A 13 percent vacate rate — meaning that the buildings inspected were so dangerous that they were unfit for human habitation — shot up to 70 percent when prioritized with analytics, a huge jump that astonished everyone, including Flowers. The result is that New York City can now target its limited resources where the problems are likeliest to be found.
That approach was applied in other areas too.
To locate restaurants pouring cooking fat into the sewers, the city correlated restaurant locations, a map of the sewer system, reports of calls for sewer clogs, and a list of restaurants with no contracts with companies that haul away waste cooking oil. That narrowed the focus down to a few suspects that could be targeted.
To locate areas where trees were likely to drop limbs on the heads of passers-by, the city correlated data on what trees had been trimmed and when, with data on calls to remove fallen limbs and uprooted trees. The results were used to target for trimming those areas with trees most likely to drop limbs. The data also revealed that trimming trees one year reduced calls the following year by more than 20 percent.
Besides turf issues, another challenge was data format. It’s impractical to map millions of individual trees. But the city did have records of tree trimming and cleanup of downed limbs and debris, as well as reports of injuries. However, the records came from different departments — and where one department may have noted location by street address, another may have used city block designations. To combine big data into a useful analytics engine, the data formats must first be reconciled. New York City settled on city blocks as the designated location standard.

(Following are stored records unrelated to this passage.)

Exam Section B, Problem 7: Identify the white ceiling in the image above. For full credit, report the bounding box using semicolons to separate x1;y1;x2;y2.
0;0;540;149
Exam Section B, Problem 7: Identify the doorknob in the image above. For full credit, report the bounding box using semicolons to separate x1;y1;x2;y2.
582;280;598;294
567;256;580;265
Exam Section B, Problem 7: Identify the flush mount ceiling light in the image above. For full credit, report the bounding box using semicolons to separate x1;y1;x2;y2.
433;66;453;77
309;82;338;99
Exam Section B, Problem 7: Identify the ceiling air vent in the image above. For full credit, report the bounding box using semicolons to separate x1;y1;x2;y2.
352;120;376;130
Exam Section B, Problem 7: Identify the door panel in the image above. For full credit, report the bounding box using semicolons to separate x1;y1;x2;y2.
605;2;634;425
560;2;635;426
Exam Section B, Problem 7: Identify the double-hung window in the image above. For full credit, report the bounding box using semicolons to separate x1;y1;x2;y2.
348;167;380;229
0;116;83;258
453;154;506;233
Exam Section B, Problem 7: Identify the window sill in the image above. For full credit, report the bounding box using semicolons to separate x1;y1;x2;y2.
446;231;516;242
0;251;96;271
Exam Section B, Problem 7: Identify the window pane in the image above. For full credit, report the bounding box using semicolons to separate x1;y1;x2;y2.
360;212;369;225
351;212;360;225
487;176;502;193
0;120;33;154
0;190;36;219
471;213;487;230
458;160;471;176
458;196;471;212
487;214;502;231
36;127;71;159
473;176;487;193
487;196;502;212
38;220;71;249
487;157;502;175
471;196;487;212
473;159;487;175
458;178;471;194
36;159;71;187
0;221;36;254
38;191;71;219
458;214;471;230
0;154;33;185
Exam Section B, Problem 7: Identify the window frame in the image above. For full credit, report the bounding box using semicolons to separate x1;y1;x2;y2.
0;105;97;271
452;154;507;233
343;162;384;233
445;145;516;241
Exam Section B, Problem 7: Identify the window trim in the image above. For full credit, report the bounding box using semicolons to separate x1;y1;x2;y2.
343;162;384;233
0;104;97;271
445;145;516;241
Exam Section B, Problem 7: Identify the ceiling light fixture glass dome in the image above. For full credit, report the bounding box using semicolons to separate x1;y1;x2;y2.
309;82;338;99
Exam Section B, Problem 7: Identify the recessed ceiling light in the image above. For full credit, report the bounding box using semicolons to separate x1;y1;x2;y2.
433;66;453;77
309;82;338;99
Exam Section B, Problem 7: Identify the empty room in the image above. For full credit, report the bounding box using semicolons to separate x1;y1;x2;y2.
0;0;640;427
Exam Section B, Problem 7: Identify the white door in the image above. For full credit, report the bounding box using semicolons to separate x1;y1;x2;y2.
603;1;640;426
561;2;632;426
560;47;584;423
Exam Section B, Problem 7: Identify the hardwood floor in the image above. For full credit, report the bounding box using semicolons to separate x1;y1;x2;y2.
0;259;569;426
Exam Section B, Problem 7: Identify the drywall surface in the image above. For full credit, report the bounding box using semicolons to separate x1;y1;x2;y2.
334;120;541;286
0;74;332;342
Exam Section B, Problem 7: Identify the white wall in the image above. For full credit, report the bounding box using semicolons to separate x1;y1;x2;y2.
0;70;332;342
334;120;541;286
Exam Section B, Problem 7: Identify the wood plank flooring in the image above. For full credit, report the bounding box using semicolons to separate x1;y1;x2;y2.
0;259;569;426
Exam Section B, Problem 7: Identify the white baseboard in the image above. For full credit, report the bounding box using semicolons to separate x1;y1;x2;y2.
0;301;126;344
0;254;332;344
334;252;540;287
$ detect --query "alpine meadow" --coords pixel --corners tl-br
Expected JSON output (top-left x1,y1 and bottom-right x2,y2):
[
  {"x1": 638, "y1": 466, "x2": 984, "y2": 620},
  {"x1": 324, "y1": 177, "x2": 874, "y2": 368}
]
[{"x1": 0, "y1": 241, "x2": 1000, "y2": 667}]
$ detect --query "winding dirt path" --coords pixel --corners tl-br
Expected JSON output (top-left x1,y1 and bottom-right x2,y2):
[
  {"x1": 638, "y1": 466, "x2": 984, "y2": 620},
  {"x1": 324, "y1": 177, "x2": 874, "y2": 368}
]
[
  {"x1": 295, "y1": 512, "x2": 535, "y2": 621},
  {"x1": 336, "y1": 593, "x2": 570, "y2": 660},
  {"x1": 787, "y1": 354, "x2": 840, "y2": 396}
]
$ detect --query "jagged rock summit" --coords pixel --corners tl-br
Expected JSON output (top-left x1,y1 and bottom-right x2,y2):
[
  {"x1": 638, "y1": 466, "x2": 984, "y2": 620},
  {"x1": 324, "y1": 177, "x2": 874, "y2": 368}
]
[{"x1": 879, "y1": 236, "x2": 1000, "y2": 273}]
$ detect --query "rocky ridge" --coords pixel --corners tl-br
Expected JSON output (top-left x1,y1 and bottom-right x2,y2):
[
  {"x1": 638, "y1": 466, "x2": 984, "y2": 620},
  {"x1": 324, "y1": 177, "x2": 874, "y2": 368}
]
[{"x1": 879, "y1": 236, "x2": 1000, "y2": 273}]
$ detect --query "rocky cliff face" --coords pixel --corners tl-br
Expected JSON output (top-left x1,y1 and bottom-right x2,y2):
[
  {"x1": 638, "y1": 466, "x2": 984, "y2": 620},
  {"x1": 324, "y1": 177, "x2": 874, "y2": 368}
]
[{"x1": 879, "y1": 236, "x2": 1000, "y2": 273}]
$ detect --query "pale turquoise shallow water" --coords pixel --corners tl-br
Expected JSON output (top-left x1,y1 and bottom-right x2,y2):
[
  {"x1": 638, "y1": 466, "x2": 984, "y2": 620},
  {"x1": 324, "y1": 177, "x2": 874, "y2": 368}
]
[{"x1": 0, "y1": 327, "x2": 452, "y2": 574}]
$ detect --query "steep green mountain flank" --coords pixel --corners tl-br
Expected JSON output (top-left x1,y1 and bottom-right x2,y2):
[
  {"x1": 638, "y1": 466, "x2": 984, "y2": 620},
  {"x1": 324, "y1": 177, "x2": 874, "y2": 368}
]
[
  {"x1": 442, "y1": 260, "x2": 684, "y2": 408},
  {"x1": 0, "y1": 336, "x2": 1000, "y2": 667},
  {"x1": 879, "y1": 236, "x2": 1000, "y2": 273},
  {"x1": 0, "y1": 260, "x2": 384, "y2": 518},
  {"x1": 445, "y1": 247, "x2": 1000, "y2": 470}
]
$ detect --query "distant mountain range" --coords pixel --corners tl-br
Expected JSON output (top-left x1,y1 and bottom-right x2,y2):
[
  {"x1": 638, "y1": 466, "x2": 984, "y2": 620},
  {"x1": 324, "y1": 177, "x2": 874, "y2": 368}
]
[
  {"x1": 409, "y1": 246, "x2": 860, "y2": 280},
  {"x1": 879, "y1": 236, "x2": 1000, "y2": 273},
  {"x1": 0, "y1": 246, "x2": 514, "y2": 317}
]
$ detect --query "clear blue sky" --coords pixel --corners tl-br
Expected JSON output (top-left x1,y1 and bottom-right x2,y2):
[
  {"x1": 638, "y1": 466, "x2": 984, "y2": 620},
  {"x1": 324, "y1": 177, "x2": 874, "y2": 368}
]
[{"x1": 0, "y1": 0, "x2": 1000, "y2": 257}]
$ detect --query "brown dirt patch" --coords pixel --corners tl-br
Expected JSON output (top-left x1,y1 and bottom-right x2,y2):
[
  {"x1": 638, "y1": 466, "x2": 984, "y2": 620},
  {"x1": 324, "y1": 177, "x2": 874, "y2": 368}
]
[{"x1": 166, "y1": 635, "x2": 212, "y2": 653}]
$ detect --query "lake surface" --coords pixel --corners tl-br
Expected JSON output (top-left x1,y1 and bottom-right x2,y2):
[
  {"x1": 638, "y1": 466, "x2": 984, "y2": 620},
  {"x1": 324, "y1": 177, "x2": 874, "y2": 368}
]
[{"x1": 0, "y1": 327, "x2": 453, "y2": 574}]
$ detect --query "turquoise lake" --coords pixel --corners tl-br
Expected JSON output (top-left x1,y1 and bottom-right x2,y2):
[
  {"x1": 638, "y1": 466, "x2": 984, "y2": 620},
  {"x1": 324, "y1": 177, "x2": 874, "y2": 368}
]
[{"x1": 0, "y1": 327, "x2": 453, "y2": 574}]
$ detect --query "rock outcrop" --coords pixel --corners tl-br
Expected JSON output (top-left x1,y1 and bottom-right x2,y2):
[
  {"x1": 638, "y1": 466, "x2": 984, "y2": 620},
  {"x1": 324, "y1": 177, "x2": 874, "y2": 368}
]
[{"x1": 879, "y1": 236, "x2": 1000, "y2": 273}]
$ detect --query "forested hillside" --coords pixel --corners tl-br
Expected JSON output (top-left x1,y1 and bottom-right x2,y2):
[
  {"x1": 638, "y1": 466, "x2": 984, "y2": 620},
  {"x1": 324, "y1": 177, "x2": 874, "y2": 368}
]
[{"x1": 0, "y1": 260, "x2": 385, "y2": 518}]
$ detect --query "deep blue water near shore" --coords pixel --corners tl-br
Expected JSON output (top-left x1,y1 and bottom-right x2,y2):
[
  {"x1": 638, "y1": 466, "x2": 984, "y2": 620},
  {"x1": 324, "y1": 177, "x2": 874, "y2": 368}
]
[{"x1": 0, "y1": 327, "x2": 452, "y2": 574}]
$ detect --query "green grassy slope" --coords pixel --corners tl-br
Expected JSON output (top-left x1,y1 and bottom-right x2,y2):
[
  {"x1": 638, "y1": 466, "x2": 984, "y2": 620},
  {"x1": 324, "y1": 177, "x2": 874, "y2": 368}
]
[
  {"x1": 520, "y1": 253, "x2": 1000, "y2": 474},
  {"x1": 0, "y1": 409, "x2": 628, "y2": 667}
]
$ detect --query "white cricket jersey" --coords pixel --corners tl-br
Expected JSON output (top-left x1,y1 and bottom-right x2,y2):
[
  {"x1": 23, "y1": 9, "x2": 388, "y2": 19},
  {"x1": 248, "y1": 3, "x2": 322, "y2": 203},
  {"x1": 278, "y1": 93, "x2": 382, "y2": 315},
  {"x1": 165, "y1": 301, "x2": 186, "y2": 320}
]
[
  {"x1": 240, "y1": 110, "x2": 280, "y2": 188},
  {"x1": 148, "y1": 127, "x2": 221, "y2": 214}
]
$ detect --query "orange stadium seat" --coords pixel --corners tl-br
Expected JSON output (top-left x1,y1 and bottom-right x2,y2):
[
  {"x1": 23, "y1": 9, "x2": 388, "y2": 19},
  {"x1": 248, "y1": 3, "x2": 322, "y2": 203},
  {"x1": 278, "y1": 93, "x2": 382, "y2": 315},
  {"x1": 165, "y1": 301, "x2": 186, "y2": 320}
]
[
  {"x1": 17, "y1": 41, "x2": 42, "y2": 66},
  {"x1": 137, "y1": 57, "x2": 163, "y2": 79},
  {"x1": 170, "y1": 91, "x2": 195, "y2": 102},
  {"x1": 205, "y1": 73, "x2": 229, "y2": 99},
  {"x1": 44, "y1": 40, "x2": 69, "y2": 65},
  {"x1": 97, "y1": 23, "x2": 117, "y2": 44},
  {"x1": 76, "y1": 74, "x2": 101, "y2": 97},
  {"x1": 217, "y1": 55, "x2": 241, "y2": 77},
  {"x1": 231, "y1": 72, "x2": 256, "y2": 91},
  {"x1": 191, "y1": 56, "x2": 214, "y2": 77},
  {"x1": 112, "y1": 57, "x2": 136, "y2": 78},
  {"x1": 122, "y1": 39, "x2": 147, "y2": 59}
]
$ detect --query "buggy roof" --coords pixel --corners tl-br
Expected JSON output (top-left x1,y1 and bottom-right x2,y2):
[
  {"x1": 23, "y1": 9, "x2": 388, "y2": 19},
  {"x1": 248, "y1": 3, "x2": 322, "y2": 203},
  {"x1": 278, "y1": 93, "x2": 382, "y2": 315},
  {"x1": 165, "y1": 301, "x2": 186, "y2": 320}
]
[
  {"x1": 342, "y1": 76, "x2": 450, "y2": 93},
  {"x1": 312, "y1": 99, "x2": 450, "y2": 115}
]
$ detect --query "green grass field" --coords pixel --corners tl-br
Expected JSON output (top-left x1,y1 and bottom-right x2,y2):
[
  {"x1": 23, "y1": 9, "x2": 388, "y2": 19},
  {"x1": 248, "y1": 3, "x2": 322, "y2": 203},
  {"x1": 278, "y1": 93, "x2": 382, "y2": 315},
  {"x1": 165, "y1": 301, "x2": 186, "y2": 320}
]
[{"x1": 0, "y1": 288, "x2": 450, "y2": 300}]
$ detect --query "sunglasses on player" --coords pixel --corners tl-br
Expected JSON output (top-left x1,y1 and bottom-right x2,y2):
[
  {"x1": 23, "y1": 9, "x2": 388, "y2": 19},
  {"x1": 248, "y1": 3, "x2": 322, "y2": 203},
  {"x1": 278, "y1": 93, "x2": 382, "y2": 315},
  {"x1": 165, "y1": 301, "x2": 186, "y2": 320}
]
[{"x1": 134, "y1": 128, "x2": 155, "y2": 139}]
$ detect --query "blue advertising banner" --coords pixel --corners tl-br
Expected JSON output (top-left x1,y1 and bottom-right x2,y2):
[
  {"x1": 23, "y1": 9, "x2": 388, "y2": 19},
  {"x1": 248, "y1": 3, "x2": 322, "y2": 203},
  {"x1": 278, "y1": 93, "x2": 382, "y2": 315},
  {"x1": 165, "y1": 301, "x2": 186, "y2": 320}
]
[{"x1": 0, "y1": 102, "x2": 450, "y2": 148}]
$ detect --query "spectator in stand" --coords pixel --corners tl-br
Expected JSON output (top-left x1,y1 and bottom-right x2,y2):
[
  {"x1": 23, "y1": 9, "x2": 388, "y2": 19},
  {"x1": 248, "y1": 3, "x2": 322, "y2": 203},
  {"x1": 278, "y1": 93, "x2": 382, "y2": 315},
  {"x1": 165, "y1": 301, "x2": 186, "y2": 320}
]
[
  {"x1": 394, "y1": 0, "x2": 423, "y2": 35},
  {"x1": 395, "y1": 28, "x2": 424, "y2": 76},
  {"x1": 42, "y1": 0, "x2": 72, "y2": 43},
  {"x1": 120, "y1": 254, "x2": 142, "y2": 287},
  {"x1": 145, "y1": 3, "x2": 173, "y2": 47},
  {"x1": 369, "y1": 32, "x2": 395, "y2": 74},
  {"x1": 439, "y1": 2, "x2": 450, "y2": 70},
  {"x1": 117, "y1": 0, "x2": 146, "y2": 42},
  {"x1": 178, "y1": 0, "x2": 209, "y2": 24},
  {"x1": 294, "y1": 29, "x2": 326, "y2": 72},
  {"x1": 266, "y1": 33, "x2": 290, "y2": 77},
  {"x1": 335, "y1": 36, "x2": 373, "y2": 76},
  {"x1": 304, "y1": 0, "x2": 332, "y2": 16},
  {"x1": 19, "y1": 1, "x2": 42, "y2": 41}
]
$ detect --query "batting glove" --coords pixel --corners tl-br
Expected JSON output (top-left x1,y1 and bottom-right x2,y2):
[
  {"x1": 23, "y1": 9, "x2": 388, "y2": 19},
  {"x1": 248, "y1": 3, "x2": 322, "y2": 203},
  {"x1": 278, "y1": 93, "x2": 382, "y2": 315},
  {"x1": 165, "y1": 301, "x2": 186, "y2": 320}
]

The city has a state-of-the-art big data and analytics methodology, and media reports of those successes have helped other cities incorporate analytics into improving safety, providing better services to the public and focusing on those things that give the most bang for the buck.
Getting Ahead of Criminals
The movie Minority Report — in which crimes were predicted and individuals arrested before they could offend — was science fiction. But CompStat is a method for predicting crime that really works. And it started in New York City.
Back in the early 1990s, a New York City subway cop named Jack Maple began to map where crime occurred in the subway by which stops, what time of day, etc. These maps, which he called “charts of the future” were written in crayon on 55 feet of butcher paper. The charts helped predict where and when crimes were likely to occur, so officers could be assigned accordingly. Between 1990 and 1992, they helped cut subway felonies and robberies by nearly one-third. NYPD Commissioner William Bratton later incorporated the system into all NYPD operations and today, police departments around the world use that system or some variation of it.
And while “charts of the future” use historical data to predict where and when crimes will occur with a great deal of success, gunshot detection systems bring analytics into the present, up to the second. The systems, in use in many metropolitan areas, locate a sound by triangulation, determine if the sound is actually a gunshot, and if so, provide GPS coordinates or an address, tally the number of shots, the direction the muzzle was pointing, if the shooter is moving or stationary, and can determine the number of weapons fired. This real-time data allows law enforcement to locate evidence or a victim within a few yards, and in some cases intercept the shooter.
Such systems also have a predictive value. Only about 20 percent of urban gunshots are ever reported to police by the public. So gunshot detection systems give a much more accurate indication of the number and location of shots fired. And thieves often test stolen weapons before selling them. For instance, a detection system in a large West Coast city detected many “confidence” shots fired over time at a high school athletic field, which enabled law enforcement to arrest the perpetrators, solve a number of weapons thefts and prevent potential crimes.